A refusal to give a requested jury instruction lies within the discretion of the trial court and no error results unless an abuse of discretion is shown.  State v. Broulik, 606 N.W.2d 64, 68 (Minn. 2000); State v. Blasus, 445 N.W.2d 535, 542 (Minn. 1989).  Given our holding that the state was under no obligation to conduct an alcohol-concentration test in this case, we conclude that the trial court’s refusal to give the proposed jury instruction was not an abuse of discretion.


Finally, we turn to Krosch’s pro se supplemental brief, which sets forth nine separate allegations of wrongdoing by trial counsel and the trial court.  The brief contains no argument or citation to legal authority in support of the allegations and we therefore deem them waived.  See State v. Ture, 632 N.W.2d 621, 632 (Minn. 2001); McKenzie v. State, 583 N.W.2d 744, 746 n.1 (Minn. 1998); Louden v. Louden, 221 Minn. 338, 339, 22 N.W.2d 164, 166 (1946) (“An assignment of error based on mere assertion and not supported by any argument or authorities in appellant’s brief is waived and will not be considered on appeal unless prejudicial error is obvious on mere inspection.”).

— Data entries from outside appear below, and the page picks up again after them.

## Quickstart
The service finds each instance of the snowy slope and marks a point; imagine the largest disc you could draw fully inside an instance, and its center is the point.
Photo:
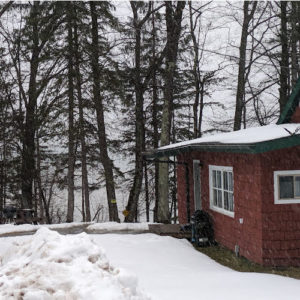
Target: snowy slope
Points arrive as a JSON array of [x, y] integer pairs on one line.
[[77, 267], [48, 265], [243, 136], [170, 269]]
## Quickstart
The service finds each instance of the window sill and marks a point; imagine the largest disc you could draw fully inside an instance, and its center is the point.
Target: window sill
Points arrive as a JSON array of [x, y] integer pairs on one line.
[[222, 211], [287, 201]]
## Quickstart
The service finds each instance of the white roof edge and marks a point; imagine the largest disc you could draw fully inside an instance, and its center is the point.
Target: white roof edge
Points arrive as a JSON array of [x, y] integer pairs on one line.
[[244, 136]]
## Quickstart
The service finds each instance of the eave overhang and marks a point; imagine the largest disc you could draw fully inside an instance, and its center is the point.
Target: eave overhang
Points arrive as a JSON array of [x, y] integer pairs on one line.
[[251, 148]]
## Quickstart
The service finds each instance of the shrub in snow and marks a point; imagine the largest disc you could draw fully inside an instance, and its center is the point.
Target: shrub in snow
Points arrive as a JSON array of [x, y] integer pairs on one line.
[[53, 266]]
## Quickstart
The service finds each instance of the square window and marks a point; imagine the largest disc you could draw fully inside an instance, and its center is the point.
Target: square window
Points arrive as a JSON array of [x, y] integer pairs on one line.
[[221, 189], [286, 187]]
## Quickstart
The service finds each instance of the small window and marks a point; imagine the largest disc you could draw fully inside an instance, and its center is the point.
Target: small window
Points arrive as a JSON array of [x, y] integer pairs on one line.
[[287, 187], [221, 189]]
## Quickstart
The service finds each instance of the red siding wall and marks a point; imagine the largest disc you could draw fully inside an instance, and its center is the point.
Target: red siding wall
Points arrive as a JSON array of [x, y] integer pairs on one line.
[[228, 231], [281, 222], [269, 234]]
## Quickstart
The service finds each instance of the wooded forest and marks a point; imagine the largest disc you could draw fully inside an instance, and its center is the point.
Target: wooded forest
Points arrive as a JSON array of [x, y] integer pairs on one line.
[[87, 87]]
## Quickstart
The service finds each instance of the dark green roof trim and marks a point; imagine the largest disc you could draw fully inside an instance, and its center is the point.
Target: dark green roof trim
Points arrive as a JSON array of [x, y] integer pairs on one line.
[[291, 105], [253, 148]]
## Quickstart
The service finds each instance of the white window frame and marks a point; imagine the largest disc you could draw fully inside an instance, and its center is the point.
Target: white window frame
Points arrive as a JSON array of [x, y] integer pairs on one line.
[[276, 186], [212, 206]]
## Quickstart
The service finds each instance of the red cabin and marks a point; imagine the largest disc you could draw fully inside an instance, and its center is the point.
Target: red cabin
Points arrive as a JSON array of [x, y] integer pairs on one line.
[[249, 182]]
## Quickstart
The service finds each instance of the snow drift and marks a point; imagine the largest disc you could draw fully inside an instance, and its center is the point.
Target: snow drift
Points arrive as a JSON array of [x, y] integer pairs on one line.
[[52, 266]]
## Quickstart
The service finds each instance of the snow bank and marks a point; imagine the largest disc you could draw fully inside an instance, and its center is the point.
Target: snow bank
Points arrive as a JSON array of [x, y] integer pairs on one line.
[[11, 228], [114, 226], [48, 265]]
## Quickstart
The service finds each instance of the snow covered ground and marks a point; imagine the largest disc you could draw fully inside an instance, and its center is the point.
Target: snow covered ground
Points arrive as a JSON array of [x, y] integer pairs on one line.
[[78, 267]]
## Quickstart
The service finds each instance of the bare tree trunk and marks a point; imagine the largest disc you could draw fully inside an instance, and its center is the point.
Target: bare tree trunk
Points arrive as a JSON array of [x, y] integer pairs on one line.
[[240, 94], [173, 20], [86, 213], [139, 123], [28, 165], [294, 41], [284, 62], [71, 133], [155, 137], [196, 72], [104, 158], [147, 200], [38, 177]]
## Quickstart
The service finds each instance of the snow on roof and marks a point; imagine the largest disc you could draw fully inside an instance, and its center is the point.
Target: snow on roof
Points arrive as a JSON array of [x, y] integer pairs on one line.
[[243, 136]]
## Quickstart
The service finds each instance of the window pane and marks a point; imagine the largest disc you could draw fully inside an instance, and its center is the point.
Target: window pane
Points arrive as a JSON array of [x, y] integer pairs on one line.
[[219, 198], [297, 186], [230, 181], [225, 180], [286, 187], [230, 201], [226, 204], [219, 178], [214, 179]]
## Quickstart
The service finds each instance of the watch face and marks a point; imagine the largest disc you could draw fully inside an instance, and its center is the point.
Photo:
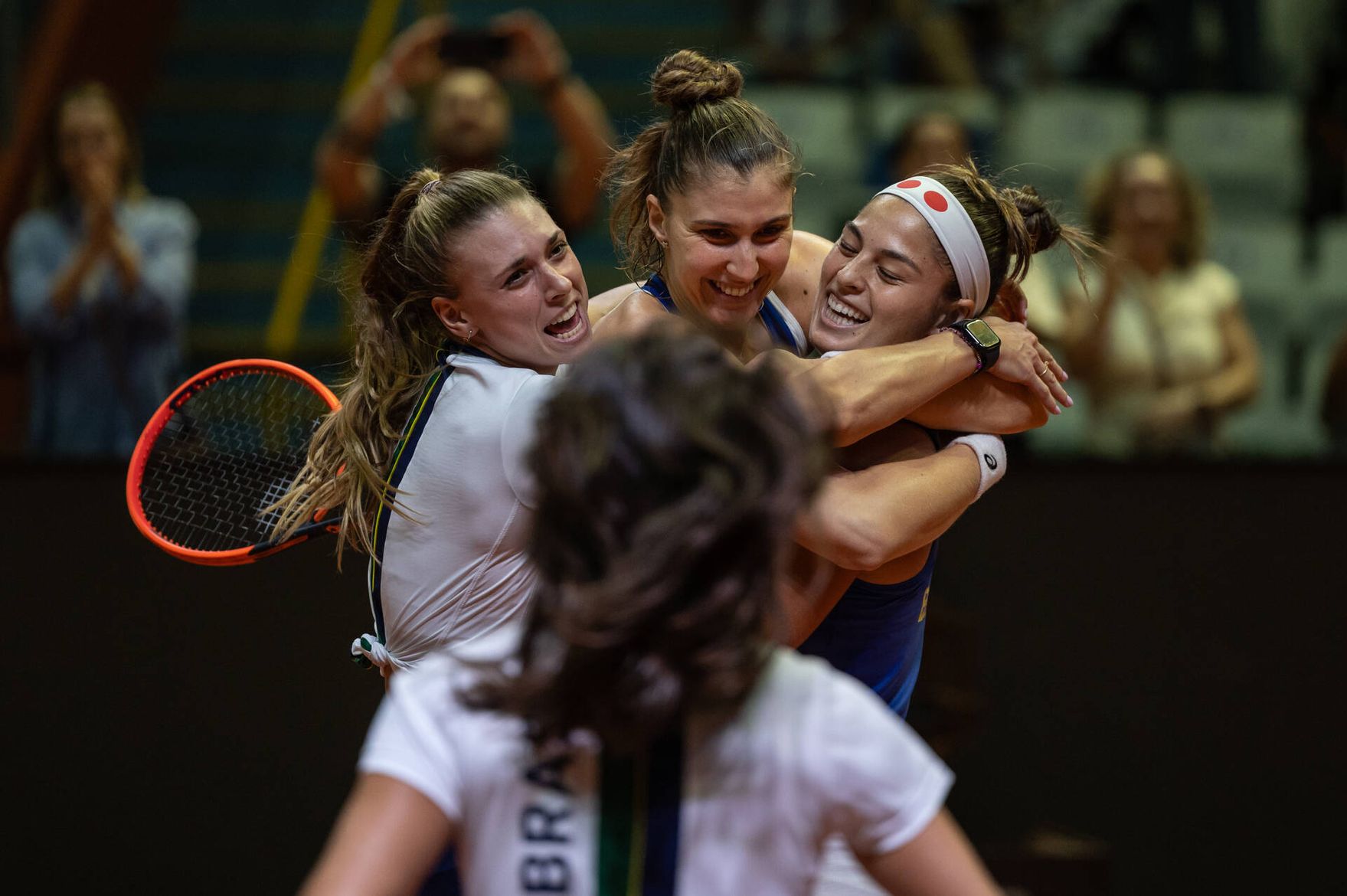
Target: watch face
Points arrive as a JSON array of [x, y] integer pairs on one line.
[[985, 335]]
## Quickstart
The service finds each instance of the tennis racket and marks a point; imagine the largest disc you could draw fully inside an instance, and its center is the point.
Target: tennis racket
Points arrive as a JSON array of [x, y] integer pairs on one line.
[[220, 450]]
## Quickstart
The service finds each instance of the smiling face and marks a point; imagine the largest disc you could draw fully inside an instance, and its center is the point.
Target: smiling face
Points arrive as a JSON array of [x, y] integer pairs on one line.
[[1148, 208], [885, 282], [90, 138], [727, 241], [521, 296]]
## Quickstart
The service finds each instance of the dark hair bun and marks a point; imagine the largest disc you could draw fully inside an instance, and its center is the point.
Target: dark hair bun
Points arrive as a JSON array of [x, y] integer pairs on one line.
[[1038, 217], [687, 78]]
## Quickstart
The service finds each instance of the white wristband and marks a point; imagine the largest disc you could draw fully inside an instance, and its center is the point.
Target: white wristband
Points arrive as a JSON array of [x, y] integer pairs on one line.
[[992, 459]]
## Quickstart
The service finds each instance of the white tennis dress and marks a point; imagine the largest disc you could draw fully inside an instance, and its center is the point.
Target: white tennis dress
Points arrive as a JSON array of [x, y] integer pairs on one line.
[[456, 567], [738, 809]]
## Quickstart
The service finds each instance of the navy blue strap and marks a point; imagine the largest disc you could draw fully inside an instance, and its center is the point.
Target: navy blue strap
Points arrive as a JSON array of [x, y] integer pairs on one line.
[[770, 314]]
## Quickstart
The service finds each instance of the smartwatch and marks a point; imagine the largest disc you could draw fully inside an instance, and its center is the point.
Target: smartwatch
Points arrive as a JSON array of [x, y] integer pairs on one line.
[[983, 340]]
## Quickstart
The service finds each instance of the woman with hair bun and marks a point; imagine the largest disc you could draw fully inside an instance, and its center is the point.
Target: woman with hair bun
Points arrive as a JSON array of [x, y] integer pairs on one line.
[[926, 252], [702, 213], [646, 736]]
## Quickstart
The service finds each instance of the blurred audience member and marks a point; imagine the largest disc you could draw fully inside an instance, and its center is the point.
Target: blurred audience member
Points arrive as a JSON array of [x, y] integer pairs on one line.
[[100, 276], [1162, 342], [1334, 410], [926, 139], [466, 116], [803, 39]]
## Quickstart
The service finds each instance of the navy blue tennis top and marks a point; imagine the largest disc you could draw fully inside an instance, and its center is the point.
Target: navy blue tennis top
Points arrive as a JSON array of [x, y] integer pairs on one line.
[[773, 314], [875, 633]]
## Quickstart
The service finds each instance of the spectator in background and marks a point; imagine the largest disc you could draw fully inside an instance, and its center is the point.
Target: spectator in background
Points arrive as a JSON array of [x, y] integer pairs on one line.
[[1162, 344], [466, 119], [100, 276], [927, 139]]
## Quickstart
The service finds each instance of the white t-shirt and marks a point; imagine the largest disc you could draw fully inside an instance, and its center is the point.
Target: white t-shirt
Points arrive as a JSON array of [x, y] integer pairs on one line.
[[811, 754], [458, 571], [1166, 330]]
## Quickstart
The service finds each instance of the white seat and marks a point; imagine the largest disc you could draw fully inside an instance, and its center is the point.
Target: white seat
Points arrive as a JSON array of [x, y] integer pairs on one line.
[[1055, 136], [1268, 259], [1246, 150], [822, 120]]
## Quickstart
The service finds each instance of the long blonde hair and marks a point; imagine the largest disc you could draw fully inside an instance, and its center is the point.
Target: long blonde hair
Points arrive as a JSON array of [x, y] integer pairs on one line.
[[397, 337]]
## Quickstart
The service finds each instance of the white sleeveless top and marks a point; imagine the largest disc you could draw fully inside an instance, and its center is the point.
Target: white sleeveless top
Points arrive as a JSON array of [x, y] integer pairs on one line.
[[454, 569]]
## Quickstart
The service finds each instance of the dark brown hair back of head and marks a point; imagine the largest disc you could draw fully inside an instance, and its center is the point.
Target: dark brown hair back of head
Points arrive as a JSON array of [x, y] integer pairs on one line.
[[669, 481], [709, 129]]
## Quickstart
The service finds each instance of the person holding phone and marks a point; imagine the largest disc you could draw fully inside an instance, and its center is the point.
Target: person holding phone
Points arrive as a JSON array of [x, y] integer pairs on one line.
[[466, 115]]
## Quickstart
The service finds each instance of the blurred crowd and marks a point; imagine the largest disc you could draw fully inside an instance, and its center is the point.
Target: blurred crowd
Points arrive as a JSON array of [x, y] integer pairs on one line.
[[1203, 146]]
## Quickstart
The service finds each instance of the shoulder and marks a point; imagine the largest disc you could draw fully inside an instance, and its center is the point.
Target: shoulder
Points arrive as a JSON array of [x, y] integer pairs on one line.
[[632, 312], [800, 280], [605, 302]]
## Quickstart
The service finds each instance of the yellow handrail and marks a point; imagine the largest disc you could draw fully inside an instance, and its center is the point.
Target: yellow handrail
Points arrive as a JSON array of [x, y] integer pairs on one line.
[[306, 255]]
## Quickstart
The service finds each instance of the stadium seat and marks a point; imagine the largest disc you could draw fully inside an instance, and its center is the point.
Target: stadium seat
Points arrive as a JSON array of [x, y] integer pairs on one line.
[[822, 120], [1246, 150], [1268, 259]]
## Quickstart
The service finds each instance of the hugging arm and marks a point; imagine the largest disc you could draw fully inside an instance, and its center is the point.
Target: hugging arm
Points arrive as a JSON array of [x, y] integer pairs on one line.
[[865, 519], [938, 862], [384, 844]]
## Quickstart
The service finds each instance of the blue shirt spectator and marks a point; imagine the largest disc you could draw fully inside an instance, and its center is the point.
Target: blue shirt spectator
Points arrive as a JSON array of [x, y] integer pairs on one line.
[[100, 278]]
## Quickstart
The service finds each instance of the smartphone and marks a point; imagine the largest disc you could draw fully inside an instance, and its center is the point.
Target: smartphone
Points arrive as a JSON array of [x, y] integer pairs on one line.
[[476, 49]]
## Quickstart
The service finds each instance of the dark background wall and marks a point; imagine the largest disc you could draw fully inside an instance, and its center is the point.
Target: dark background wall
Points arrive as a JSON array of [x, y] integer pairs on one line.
[[1155, 658]]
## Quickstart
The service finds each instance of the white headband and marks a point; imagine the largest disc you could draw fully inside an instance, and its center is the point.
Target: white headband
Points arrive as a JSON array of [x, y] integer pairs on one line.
[[954, 228]]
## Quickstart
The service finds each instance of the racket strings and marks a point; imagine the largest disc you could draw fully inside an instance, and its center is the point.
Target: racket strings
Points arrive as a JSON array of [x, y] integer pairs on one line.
[[228, 452]]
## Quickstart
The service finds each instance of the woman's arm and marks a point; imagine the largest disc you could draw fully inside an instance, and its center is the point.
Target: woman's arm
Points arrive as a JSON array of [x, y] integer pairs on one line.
[[166, 266], [865, 519], [1237, 383], [385, 842], [983, 404], [873, 388], [939, 862]]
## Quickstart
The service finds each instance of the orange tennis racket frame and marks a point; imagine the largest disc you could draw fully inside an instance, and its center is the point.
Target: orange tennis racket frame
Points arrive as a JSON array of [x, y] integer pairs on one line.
[[155, 426]]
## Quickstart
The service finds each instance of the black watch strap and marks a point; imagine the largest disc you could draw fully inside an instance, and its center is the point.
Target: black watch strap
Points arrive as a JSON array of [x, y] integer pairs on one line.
[[981, 338]]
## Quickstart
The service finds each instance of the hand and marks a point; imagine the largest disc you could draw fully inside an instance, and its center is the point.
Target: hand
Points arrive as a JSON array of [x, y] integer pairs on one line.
[[536, 56], [1011, 303], [1024, 360], [414, 57]]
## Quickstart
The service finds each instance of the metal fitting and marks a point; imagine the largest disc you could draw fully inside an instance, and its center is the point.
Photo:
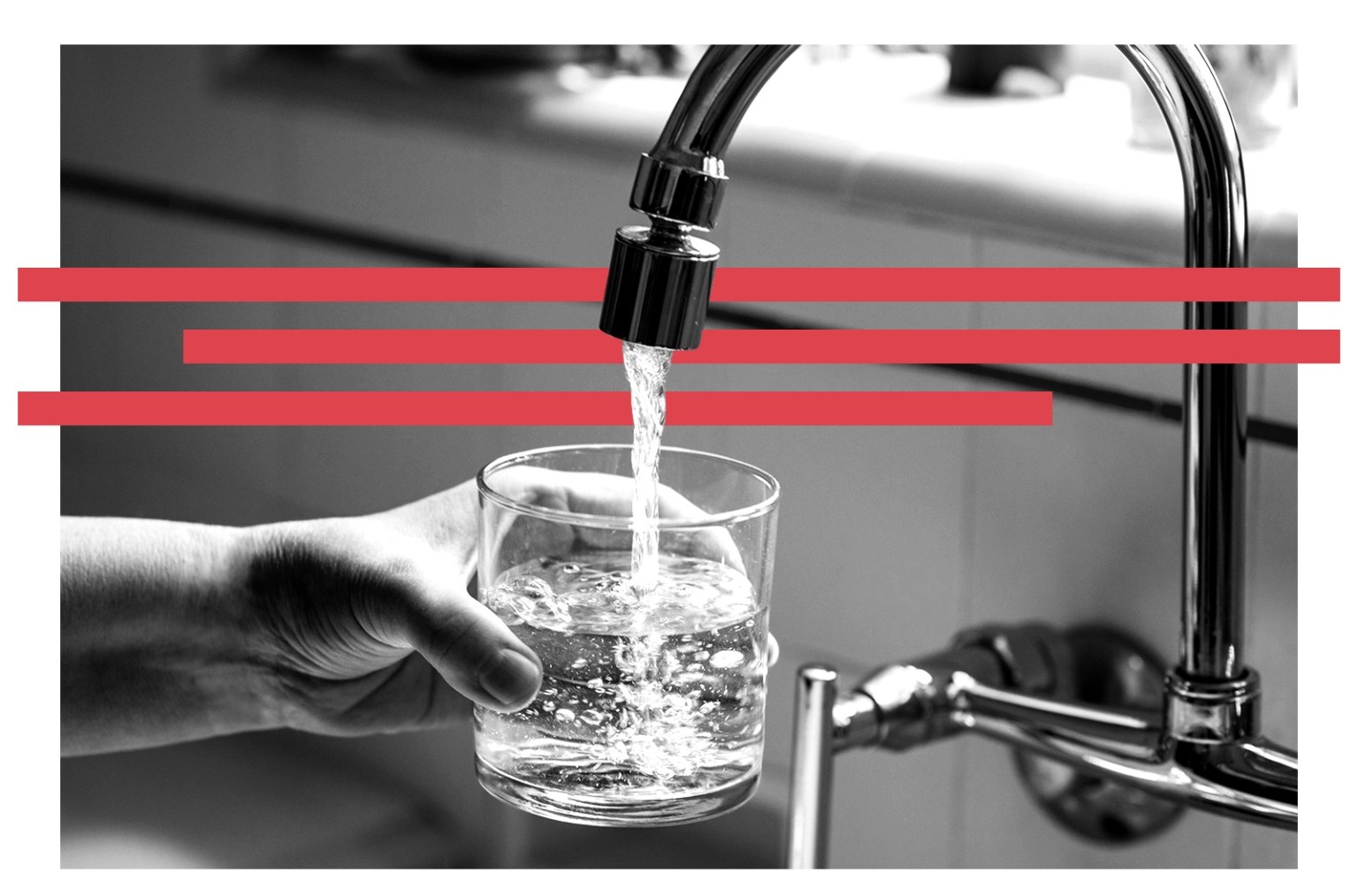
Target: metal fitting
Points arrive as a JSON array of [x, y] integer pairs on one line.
[[1210, 711]]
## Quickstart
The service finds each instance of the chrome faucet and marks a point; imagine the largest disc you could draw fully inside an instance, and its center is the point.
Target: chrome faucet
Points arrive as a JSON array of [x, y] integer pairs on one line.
[[1200, 744]]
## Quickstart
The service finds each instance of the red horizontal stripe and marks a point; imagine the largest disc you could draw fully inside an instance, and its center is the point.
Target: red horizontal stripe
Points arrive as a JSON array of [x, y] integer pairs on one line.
[[769, 346], [731, 284], [529, 409]]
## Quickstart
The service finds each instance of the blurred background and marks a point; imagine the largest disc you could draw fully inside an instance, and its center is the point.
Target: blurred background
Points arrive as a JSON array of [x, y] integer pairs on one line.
[[889, 539]]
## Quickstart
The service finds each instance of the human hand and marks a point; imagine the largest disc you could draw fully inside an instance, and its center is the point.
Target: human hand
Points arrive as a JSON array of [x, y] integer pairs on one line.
[[369, 625]]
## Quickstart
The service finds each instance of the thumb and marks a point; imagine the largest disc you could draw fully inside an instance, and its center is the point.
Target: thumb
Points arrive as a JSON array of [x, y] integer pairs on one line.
[[474, 650]]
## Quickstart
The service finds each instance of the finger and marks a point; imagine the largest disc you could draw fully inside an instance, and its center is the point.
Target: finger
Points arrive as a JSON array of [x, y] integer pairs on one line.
[[474, 650]]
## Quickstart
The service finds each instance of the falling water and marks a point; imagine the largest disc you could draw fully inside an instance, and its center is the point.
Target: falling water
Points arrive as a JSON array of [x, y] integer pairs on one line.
[[646, 368]]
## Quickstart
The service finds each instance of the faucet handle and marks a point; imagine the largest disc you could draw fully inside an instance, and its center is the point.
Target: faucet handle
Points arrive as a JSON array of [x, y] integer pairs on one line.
[[808, 823]]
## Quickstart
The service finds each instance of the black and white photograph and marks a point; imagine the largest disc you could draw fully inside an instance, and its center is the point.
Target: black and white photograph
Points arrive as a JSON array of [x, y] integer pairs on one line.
[[479, 541]]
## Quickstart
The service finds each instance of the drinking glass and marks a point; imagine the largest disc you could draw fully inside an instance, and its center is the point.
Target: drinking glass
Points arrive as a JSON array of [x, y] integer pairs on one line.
[[652, 703]]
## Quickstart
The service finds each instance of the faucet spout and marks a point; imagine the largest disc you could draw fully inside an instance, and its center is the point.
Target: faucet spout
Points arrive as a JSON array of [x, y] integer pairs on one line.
[[1208, 751]]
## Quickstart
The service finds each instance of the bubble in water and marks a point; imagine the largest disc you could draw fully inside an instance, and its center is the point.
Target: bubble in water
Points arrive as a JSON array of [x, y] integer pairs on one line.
[[727, 658]]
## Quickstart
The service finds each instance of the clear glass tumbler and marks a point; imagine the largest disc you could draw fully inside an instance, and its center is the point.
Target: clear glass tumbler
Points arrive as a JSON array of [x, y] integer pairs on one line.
[[652, 706]]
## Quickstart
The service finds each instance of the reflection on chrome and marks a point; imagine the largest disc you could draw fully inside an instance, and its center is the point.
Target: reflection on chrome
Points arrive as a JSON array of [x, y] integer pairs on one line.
[[1202, 748]]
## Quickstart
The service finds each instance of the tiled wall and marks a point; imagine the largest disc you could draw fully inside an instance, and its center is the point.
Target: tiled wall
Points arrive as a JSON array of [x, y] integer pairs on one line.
[[889, 539]]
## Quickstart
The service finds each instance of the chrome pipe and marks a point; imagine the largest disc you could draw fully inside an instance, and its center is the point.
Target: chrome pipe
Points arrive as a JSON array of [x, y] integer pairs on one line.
[[1246, 796], [1216, 220], [808, 823], [1206, 749], [1137, 731]]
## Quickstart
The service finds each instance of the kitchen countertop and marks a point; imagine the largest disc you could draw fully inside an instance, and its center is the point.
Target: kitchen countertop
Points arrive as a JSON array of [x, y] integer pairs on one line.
[[879, 134]]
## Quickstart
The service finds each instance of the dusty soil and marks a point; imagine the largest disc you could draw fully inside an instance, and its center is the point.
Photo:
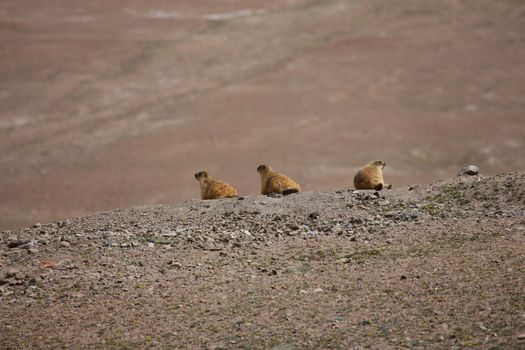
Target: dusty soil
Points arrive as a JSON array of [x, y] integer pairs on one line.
[[108, 105], [429, 266]]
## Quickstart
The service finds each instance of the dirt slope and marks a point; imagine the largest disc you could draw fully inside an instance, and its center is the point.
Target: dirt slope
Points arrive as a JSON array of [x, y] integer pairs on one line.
[[113, 105], [431, 266]]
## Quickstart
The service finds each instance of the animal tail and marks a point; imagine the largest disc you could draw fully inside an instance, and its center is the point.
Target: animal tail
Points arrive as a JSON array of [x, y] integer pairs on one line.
[[290, 191]]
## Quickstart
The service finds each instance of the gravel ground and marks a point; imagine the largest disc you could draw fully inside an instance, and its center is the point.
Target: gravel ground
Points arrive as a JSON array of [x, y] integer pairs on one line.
[[428, 266]]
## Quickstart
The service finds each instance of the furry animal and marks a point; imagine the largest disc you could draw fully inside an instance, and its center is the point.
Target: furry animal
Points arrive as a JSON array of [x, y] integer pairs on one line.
[[214, 189], [273, 182], [370, 177]]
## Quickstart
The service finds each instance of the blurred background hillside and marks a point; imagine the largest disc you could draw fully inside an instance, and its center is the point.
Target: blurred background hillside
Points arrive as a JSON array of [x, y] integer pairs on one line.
[[117, 103]]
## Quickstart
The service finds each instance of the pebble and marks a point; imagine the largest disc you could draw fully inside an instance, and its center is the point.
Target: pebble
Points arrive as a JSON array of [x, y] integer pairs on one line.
[[17, 242], [471, 170]]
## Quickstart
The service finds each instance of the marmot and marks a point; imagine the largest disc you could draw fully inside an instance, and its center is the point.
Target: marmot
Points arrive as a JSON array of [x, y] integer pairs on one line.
[[370, 177], [272, 182], [214, 189]]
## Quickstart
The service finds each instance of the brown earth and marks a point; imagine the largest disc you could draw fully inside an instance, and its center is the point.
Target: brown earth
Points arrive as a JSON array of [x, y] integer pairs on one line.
[[437, 266], [117, 104]]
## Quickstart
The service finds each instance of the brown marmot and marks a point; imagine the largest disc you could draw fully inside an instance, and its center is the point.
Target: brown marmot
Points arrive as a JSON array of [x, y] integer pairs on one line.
[[272, 182], [214, 189], [370, 177]]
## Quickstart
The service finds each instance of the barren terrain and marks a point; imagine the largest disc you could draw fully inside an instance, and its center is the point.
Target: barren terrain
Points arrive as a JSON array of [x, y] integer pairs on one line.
[[429, 266], [114, 104]]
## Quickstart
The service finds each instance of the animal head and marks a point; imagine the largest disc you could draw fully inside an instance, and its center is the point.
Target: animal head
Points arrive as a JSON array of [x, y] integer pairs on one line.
[[262, 169], [201, 175], [378, 163]]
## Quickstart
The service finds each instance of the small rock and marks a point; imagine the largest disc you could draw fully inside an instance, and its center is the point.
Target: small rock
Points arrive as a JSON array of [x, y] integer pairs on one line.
[[17, 242], [470, 170], [337, 229], [482, 326], [313, 216]]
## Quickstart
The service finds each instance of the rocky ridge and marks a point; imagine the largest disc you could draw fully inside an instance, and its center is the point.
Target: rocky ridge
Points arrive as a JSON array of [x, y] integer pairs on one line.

[1]           Section 169.123, subdivision 2(b), is now codified at Minn. Stat. § 169A.51, subd. 2 (2000).

[2]           The receipt, dated April 7, 2000, at 6:39 a.m., is for the purchase of 41.071 gallons of gasoline from a gas station in Minneapolis.


[3]           Minnesota Statutes § 609.075 (2000) provides:


An act committed while in a state of voluntary intoxication is not less criminal by reason thereof, but when a particular intent or other state of mind is a necessary element to constitute a particular crime, the fact of intoxication may be taken into consideration in determining such intent or state of mind.

[4]           Krosch testified that he would typically start work at approximately 8:00 or 9:00 a.m. and would begin to drink sometime between 10:00 a.m. and noon.  Krosch stated that he would drink “pretty much” straight through the day until the end of his shift at approximately 4:00 or 5:00 p.m., and that one-half to two-thirds of a liter of alcohol would be gone by then.  Krosch would then continue to drink after work until he either passed out or all available alcohol was gone.